|Space Center Directors 1 and 2 Catch Up on Old Times|
Megan Warner, Space Center Director #2, Returns from the California. Her Time in that Far Away Land is Over
Breaking News! You read it on The Troubadour first.
Former Space Center Director (#2) Megan Warner has moved back to Utah from her rejuvenation sabbatical to California. I met up with Megan at the Space Center on Saturday while getting the scoop on a new addition to the Magellan's bridge. Megan is doing well and will be living in Eagle Mountain. She's looking for meaningful employment so if you know of a good job needing a former Space Center director and all around dedicated, hard working, creative, highly organized, intelligent person, let her know (email@example.com).
Mr. James Porter is a very busy man. He administers the Space Center, which is more than a full time job, and is working to complete his master's degree. I tried doing something similar back in 1989 when my grants started coming in to build the Space Center. I quickly discovered that building the Christa McAuliffe Space Education Center while working on a master's degree while continuing to teach sixth grade was too much for a mere mortal. Something had to give.
To honor my commitments, I choose to put my nearly completed master degree on hold. Due to the demands of the new Space Center, and the fact that graduate credit disappears after a set number of years, the hold became permanent. That decision was unfortunate for me financially because of the years of master's degree pay I never earned. On the other hand, the decision was fortunate for the hundreds of thousands of school children who've attended the Space Center over the years.
There are no regrets. Giving 100% to the creation and maintenance of the Space Center was the right decision; look at how the concept has grown and expanded over the years.
If you think about it, Mr. Porter and staff could just sit back and let the place continue as is, on auto-pilot, until the new Central School and Space Center are built in a couple years. This would give him a more normal working schedule. But this is not the Space Center way. The Space Center constantly seeks to improve, try new ideas, search for new ways to use the simulators to enrich learning through experiential missions. Flying on auto-pilot is unacceptable. That philosophy is demonstrated with the addition of the new Magellan Sickbay.

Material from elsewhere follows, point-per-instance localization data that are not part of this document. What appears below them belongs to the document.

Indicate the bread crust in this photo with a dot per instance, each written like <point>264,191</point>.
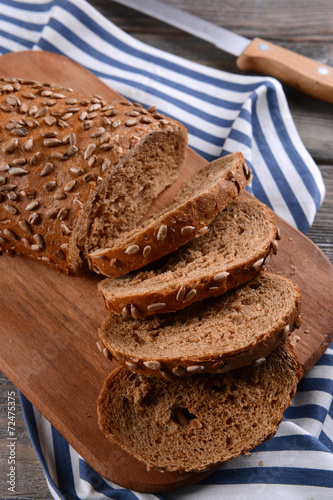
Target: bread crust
<point>59,149</point>
<point>179,224</point>
<point>216,362</point>
<point>194,424</point>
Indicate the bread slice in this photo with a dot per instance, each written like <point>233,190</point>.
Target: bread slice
<point>77,171</point>
<point>191,424</point>
<point>200,199</point>
<point>236,247</point>
<point>215,335</point>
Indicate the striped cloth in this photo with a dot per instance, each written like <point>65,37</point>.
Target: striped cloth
<point>223,113</point>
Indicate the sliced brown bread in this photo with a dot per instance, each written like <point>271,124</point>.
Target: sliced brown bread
<point>196,422</point>
<point>215,335</point>
<point>200,199</point>
<point>77,171</point>
<point>237,245</point>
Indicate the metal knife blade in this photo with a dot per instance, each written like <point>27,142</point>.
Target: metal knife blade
<point>220,37</point>
<point>257,55</point>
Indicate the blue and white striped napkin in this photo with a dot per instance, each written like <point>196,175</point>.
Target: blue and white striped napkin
<point>223,113</point>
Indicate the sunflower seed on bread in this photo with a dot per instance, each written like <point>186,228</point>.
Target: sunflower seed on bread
<point>214,335</point>
<point>200,199</point>
<point>234,250</point>
<point>54,159</point>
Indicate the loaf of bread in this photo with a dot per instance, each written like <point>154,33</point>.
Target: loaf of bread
<point>215,335</point>
<point>76,171</point>
<point>193,423</point>
<point>199,200</point>
<point>238,244</point>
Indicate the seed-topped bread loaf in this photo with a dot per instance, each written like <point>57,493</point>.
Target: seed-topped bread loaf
<point>215,335</point>
<point>237,245</point>
<point>196,422</point>
<point>77,171</point>
<point>200,199</point>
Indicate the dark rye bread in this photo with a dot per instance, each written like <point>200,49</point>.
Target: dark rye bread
<point>199,200</point>
<point>238,244</point>
<point>215,335</point>
<point>194,423</point>
<point>76,171</point>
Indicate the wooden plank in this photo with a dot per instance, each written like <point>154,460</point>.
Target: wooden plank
<point>49,321</point>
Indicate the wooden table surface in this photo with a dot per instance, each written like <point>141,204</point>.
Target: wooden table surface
<point>302,26</point>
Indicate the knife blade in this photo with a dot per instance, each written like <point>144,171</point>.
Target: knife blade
<point>256,56</point>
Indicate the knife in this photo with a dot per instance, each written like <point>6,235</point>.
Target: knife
<point>256,56</point>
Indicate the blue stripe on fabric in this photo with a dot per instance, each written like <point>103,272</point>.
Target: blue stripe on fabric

I heard rumors of this new sickbay and stopped by the Space Center on Saturday to see it for myself. There it was, right in the corner, the new sickbay pod marked appropriately with the red cross sign I had made years ago for my "Mercy Strike" mission.
The sickbay pod will add another level of fun and realism to a Magellan mission. Now there is a place to put 'injured' crewmen. From one of the two bunks, the injured can do their moaning and groaning while still keeping abreast of story developments. Having crew members in the pod will stress the crew, thus making the mission more intense and real. Somebody will have to do their work and monitor their stations (nirvana for a demented flight director who takes dark joy is seeing a crew suffer when stretched so thin).
Fantastic improvement Mr. Porter and staff. Keep up the great work.